Libertarians hate this. They have called this a “national identification and surveillance system” that would help the government “compile and monitor the personal information of every person seeking employment.” Democrats are not fans, either. They see this as a way to pass the responsibility of stopping illegal residence employment from the government to employers.
On top of this, the system is flawed, argue opponents of E-Verify. According to the program’s own documentation, the 98 percent accuracy rate that the program boasts suggest that there would be millions of individuals that would have to go through additional paperwork, time and fees to clear their names after a false positive.
Despite this, Republicans are split in its support of E-Verify. “We can’t be the only nation in the world that does not enforce its immigration laws,” Rubio argued, despite the fact that many of his fellow House Republicans fear that the E-Verify requirement will hinder farm employment or impose on states’ rights.
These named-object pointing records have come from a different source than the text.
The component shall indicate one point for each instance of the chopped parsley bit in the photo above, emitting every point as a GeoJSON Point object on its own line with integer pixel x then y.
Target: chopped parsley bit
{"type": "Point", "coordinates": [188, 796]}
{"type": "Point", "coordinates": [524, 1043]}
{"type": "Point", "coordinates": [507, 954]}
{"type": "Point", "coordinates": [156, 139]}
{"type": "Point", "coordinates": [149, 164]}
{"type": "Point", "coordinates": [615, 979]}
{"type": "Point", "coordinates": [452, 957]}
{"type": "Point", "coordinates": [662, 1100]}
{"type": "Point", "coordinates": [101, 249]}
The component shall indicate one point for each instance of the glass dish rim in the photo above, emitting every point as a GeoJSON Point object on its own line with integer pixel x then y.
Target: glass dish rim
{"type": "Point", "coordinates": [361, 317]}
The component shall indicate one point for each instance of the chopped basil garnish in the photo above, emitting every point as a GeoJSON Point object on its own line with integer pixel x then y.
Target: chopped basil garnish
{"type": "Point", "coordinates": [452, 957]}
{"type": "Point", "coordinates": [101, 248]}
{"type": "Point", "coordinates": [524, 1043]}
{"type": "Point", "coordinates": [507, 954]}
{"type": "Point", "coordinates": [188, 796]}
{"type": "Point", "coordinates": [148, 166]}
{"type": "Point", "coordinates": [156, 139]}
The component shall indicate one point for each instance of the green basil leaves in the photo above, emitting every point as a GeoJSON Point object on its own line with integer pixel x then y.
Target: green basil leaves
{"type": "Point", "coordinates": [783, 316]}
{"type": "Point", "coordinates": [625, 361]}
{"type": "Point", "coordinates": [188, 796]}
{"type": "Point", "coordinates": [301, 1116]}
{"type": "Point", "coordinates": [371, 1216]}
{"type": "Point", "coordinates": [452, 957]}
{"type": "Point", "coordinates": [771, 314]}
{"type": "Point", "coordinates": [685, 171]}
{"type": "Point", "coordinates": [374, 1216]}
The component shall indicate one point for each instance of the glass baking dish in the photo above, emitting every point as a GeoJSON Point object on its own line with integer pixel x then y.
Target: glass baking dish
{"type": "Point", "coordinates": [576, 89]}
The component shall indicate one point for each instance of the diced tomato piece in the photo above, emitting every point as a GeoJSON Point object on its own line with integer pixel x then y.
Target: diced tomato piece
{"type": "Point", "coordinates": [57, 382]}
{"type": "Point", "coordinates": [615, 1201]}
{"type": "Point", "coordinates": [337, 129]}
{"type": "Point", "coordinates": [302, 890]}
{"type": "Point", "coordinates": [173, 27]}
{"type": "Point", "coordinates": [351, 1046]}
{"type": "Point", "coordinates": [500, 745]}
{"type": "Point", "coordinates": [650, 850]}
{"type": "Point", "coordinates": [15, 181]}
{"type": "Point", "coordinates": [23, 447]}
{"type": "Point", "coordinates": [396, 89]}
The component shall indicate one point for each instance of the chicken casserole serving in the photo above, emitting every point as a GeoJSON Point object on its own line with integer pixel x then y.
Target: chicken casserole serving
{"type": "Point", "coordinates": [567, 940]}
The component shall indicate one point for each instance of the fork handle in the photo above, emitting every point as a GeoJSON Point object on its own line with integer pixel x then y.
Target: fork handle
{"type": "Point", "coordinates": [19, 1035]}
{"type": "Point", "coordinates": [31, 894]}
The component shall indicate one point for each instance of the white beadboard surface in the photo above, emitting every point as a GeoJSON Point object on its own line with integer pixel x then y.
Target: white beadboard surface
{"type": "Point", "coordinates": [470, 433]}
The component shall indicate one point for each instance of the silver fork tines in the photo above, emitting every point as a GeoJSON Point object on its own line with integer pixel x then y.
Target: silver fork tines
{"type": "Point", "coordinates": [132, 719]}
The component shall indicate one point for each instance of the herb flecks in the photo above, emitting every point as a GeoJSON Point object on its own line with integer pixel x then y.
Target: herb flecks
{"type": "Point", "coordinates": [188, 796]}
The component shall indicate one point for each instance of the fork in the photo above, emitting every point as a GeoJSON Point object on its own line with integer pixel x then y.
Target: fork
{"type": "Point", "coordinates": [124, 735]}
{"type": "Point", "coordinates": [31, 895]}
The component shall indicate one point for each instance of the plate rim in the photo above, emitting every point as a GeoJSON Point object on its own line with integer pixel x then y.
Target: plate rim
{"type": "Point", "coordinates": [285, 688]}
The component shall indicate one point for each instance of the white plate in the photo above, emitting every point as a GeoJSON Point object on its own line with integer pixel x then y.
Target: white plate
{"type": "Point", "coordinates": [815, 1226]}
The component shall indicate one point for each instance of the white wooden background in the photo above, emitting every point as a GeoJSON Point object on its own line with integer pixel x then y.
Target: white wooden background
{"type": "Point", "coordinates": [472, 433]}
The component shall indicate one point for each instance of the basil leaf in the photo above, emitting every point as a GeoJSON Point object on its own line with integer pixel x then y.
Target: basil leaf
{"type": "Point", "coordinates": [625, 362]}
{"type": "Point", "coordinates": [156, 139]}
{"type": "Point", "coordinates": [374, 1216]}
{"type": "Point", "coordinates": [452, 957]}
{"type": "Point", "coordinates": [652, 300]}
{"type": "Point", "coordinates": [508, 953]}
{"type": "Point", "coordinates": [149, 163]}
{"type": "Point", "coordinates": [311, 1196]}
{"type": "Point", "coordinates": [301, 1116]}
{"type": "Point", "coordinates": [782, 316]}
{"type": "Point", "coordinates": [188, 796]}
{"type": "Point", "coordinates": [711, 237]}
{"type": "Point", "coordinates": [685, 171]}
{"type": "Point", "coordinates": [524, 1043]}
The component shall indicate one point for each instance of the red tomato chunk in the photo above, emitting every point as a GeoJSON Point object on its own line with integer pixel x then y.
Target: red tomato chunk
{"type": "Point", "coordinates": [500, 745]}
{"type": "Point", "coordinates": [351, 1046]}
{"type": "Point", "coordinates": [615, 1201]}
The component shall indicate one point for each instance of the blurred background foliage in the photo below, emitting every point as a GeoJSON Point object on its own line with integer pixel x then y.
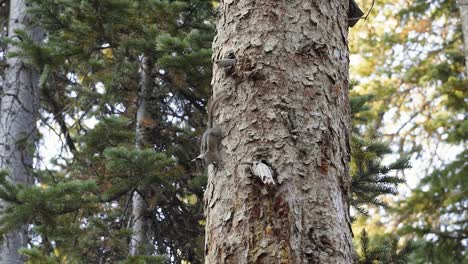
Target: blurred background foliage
{"type": "Point", "coordinates": [409, 109]}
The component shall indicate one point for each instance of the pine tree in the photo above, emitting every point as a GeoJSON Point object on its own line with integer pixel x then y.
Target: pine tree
{"type": "Point", "coordinates": [19, 101]}
{"type": "Point", "coordinates": [283, 107]}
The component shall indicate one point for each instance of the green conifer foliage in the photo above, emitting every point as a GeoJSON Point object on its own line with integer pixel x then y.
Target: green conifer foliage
{"type": "Point", "coordinates": [412, 60]}
{"type": "Point", "coordinates": [89, 66]}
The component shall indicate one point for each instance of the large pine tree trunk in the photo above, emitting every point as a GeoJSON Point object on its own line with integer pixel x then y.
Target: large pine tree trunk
{"type": "Point", "coordinates": [140, 244]}
{"type": "Point", "coordinates": [19, 103]}
{"type": "Point", "coordinates": [285, 103]}
{"type": "Point", "coordinates": [463, 6]}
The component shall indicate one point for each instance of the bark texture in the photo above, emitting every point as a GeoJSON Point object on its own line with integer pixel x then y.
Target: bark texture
{"type": "Point", "coordinates": [286, 103]}
{"type": "Point", "coordinates": [19, 103]}
{"type": "Point", "coordinates": [139, 243]}
{"type": "Point", "coordinates": [463, 6]}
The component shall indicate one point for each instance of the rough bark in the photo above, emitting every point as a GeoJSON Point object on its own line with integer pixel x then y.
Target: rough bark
{"type": "Point", "coordinates": [139, 243]}
{"type": "Point", "coordinates": [286, 104]}
{"type": "Point", "coordinates": [19, 103]}
{"type": "Point", "coordinates": [463, 6]}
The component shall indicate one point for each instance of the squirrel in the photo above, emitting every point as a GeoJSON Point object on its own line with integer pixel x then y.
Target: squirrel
{"type": "Point", "coordinates": [211, 138]}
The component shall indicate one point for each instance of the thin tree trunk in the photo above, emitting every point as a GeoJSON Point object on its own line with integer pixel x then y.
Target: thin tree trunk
{"type": "Point", "coordinates": [18, 114]}
{"type": "Point", "coordinates": [463, 6]}
{"type": "Point", "coordinates": [139, 244]}
{"type": "Point", "coordinates": [284, 104]}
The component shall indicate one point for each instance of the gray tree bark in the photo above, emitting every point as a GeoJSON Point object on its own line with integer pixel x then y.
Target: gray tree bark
{"type": "Point", "coordinates": [140, 244]}
{"type": "Point", "coordinates": [19, 103]}
{"type": "Point", "coordinates": [463, 6]}
{"type": "Point", "coordinates": [285, 103]}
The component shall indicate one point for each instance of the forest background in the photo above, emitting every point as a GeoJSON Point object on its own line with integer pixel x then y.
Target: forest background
{"type": "Point", "coordinates": [408, 98]}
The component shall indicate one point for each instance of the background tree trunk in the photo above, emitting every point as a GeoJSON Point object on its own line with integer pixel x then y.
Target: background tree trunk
{"type": "Point", "coordinates": [139, 244]}
{"type": "Point", "coordinates": [463, 6]}
{"type": "Point", "coordinates": [18, 114]}
{"type": "Point", "coordinates": [286, 104]}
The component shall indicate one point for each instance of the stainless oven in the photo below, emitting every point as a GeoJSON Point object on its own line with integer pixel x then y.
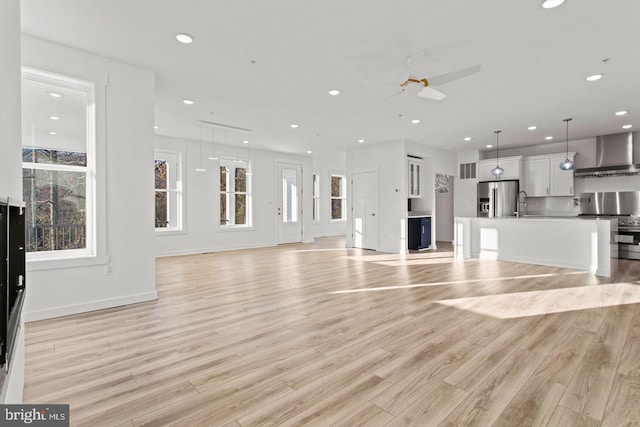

“E-Verify has already proven effective in combating the hiring of illegal aliens. It’s a simple tool for employers who want to comply with the law in a digital age when sophisticated, fraudulent documents are just the stroke of a computer key away,” Grassley said. “This legislation allows us to hold employers accountable while giving them the tools needed to abide by the law in their hiring practices.”
A hypocritical approach
When asked by ABC’s “This Week” about why anyone who buys a firearm online or at a gun show shouldn’t have to go through a background check, Rubio said, “Do you want the background check? Because the background check system right now does not work, because it’s not being enforced. Number two is, criminals don’t care about the laws that we pass with regards to guns. They never follow the law … [A]ll these laws that people are discussing will not effectively deal with that problem but will infringe on the Second Amendment rights of law-abiding citizens.”
In the United States, agriculture is dependent on illegal labor. Farming is back-breaking, tedious, skilled labor that requires strong hand-eye coordination, speed and precision. Few Americans are drawn to this line of work. “Few citizens express interest, in large part because this is hard, tough work,” Agriculture Secretary Tom Vilsack said in 2011. “Our broken immigration system offers little hope for producers to do the right thing.”
“If we were to use E-Verify now, we’d shut down, either that or farmers would go to prison,” said Manuel Cunha, a Fresno-based citrus farmer and president of Nisei Farmers League. “We’ve admitted many workers are not legal and if you have to get rid of everybody, where do I go to get my labor? Nowhere. We have to have a workforce that we can put in the system.”
Many has asked why would Rubio and other Republicans would support E-Verify when their argument against universal firearms background checks apply to the E-Verify argument. As argued by John C. Donohue, the C. Wendell and Edith M. Carlsmith Professor of Law at Stanford Law School, to CNN, “the only argument for opposing gun background checks is that you believe the U.S. is already so gun-saturated and current gun owners are so reckless about allowing access to their guns by prohibited parties, that even if they can’t buy them, the criminals and insane will get their hands on guns in any event.”